Friday, March 09, 2012

Benedicte Gravrand, Opalesque Geneva – The U.S. Commodity Futures Trading Commission (CFTC) yesterday charged subsidiaries of BlackRock and JP Morgan for executing unlawful pre-arranged trades.

BlackRock Institutional Trust Company NA, a San Francisco-based investment manager owned by BlackRock Inc., a global investment firm with $3.5tln in assets, was charged "for engaging in prearranged trades that were non-competitively executed and fictitious sales in ten year U.S. Treasury Note Futures spreads on the Chicago Board of Trade (CBOT)," the CFTC said.

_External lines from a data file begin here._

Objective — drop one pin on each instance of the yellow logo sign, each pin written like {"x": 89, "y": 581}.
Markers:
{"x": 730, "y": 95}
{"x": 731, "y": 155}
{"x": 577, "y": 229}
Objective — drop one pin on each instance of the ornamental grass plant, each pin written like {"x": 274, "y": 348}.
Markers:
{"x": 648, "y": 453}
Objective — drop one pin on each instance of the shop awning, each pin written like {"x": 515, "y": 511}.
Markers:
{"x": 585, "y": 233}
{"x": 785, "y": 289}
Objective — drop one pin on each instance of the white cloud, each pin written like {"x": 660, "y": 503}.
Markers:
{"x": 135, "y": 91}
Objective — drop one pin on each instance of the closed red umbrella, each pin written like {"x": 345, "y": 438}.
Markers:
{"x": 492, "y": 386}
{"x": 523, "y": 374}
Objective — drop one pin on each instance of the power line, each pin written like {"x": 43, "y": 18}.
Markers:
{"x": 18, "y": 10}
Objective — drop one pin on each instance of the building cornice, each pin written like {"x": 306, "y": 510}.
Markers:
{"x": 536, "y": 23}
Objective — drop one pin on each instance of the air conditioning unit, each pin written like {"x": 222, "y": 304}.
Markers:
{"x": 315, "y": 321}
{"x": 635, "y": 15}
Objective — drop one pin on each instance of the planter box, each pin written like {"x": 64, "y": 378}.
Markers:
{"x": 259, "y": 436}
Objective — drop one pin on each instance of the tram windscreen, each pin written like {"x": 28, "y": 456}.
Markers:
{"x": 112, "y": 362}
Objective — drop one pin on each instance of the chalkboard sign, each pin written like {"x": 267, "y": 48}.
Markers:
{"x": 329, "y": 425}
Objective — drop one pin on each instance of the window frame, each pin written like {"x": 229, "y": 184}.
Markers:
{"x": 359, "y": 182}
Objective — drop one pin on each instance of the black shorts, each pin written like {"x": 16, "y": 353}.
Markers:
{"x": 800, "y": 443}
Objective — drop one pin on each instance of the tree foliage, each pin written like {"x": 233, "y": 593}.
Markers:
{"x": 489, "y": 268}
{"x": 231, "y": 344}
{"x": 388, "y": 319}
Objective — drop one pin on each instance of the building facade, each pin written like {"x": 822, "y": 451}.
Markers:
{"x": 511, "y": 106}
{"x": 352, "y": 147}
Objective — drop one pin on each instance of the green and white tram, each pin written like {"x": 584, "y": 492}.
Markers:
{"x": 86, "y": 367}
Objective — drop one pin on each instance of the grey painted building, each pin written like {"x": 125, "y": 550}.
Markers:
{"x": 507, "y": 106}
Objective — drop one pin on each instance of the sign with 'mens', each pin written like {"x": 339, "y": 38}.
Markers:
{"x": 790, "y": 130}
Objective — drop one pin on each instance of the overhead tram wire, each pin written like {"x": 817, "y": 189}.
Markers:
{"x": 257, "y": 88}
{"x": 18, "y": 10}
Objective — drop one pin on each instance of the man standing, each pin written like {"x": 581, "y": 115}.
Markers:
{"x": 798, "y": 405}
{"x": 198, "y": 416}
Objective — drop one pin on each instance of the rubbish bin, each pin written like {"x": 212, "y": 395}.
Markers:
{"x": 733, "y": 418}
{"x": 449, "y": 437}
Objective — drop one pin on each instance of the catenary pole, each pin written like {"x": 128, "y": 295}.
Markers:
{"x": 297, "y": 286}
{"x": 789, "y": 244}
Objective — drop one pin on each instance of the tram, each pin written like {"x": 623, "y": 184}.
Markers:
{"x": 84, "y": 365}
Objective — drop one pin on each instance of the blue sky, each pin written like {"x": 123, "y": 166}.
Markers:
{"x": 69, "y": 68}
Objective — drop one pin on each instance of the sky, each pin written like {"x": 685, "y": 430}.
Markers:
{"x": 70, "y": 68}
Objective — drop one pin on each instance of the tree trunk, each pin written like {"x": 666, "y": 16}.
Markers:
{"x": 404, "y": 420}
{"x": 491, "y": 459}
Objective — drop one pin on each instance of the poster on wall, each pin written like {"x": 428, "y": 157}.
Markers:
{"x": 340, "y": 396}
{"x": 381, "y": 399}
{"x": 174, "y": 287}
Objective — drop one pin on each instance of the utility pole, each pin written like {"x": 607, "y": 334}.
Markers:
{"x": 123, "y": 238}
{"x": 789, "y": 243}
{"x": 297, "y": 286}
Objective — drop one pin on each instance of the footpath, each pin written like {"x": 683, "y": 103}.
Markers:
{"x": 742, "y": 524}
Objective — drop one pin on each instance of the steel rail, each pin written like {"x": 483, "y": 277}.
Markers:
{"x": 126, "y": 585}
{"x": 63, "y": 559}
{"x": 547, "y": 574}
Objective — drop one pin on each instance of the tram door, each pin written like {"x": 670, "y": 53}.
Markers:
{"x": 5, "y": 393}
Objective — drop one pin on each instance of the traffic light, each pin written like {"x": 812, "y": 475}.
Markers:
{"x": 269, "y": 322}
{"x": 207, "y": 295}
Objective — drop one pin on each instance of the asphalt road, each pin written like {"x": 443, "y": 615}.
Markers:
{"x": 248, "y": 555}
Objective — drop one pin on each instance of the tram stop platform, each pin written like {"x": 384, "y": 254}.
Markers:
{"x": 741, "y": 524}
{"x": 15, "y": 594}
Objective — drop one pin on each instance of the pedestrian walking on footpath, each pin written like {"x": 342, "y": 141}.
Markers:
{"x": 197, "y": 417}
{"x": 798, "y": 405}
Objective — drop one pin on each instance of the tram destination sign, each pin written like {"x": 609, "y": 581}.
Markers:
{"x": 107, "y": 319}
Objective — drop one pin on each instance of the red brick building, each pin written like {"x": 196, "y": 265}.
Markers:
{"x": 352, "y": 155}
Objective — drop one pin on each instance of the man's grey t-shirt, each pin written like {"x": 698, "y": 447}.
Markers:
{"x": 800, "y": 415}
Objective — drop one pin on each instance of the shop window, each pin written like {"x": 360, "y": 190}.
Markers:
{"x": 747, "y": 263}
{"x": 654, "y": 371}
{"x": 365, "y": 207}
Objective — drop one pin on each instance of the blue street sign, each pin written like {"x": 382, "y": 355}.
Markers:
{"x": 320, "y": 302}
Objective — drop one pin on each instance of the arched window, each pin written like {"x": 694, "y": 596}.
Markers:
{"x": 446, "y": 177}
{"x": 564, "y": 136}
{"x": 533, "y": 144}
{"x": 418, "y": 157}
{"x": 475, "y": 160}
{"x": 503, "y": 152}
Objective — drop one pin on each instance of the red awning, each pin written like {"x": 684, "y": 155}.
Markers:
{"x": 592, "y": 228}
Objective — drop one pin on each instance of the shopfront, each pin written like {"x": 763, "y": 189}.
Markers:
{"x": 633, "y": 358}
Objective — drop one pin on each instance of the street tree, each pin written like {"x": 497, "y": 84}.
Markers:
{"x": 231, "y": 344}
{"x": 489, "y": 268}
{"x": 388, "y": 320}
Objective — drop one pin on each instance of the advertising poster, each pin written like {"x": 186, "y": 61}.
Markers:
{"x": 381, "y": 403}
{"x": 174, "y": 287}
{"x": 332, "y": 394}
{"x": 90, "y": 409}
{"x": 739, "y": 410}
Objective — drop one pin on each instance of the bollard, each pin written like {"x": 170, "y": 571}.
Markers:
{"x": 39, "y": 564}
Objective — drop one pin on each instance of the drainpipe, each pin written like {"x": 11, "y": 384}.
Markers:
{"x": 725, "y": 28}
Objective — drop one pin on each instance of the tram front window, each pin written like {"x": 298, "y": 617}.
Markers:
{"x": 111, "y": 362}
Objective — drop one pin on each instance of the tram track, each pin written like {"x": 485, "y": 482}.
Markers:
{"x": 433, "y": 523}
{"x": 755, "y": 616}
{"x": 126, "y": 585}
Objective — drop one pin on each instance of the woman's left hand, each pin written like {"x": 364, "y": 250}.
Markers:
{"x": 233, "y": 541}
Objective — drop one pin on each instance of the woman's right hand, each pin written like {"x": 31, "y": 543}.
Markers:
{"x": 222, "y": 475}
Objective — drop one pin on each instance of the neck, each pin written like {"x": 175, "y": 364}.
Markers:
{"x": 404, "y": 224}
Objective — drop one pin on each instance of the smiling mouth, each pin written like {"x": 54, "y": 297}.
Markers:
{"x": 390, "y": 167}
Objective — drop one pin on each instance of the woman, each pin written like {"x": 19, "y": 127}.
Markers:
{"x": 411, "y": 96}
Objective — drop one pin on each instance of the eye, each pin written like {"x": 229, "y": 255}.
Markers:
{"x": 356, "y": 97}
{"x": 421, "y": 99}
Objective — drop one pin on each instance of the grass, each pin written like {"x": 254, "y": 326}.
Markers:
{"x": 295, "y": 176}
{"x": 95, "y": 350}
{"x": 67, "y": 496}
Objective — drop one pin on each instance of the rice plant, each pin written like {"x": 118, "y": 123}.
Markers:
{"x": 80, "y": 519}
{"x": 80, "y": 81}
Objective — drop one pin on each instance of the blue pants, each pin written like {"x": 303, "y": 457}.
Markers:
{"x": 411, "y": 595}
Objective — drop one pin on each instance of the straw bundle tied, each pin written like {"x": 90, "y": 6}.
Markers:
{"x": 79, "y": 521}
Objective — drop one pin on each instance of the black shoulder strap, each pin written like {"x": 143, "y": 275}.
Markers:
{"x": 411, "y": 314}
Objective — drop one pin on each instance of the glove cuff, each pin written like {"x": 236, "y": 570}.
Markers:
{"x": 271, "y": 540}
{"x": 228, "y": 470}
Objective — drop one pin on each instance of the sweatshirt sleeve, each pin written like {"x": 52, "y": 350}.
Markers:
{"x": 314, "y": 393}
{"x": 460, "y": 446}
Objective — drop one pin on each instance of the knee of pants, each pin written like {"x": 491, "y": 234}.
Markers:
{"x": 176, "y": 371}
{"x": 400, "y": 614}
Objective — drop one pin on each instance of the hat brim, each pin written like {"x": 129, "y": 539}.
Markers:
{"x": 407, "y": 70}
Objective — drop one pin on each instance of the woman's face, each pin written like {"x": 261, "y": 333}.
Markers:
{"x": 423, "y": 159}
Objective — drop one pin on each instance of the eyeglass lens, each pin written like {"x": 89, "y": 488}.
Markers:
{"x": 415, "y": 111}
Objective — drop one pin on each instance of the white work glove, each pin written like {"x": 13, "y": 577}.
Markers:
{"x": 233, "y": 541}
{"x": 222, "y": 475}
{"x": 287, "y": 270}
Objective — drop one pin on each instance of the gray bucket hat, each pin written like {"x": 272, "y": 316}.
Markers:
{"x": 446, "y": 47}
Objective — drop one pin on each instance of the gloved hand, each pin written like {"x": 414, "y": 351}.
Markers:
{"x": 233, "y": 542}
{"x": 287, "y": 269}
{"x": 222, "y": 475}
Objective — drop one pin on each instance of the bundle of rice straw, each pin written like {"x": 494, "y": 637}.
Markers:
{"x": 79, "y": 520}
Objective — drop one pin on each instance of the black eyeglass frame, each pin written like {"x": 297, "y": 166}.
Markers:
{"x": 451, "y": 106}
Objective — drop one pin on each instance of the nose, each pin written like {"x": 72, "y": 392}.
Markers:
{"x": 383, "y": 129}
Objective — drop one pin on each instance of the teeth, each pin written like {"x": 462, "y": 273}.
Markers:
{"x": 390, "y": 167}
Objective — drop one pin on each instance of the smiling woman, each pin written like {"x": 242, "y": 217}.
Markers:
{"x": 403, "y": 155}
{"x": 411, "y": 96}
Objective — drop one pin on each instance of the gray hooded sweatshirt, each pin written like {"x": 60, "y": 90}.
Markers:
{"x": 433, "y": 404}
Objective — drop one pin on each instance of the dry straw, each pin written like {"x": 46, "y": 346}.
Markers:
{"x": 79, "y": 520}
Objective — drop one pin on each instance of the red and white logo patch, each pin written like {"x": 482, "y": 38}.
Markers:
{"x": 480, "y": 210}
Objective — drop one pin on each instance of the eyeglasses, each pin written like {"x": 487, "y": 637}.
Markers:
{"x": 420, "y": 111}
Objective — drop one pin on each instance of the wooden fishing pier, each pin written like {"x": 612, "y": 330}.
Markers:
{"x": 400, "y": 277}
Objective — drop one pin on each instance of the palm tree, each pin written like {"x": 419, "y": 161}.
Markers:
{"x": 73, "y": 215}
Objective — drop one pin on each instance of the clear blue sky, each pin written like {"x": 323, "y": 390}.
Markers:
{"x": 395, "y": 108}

BlackRock will have to pay a $250,000 civil monetary penalty, after it was found that one of its employees, back in 2010 and on two occasions, traded so that BlackRock ended being on both sides of a ten year spread transaction. He executed his trades with the aim of crossing orders in ten year spreads by entering buy and sell orders with two different futures commission merchants (FCM) at around the same time. Both orders were for the same amount, one of which being "all or none." On one of the occasions, the same employee also took on pre-execution communications with someone at the FCM, so that the FCM would sell to the paired bid from BlackRock.

New York-based futures commission merchant J.P. Morgan Securities LLC, a subsidiary of JPMorgan Chase & ......................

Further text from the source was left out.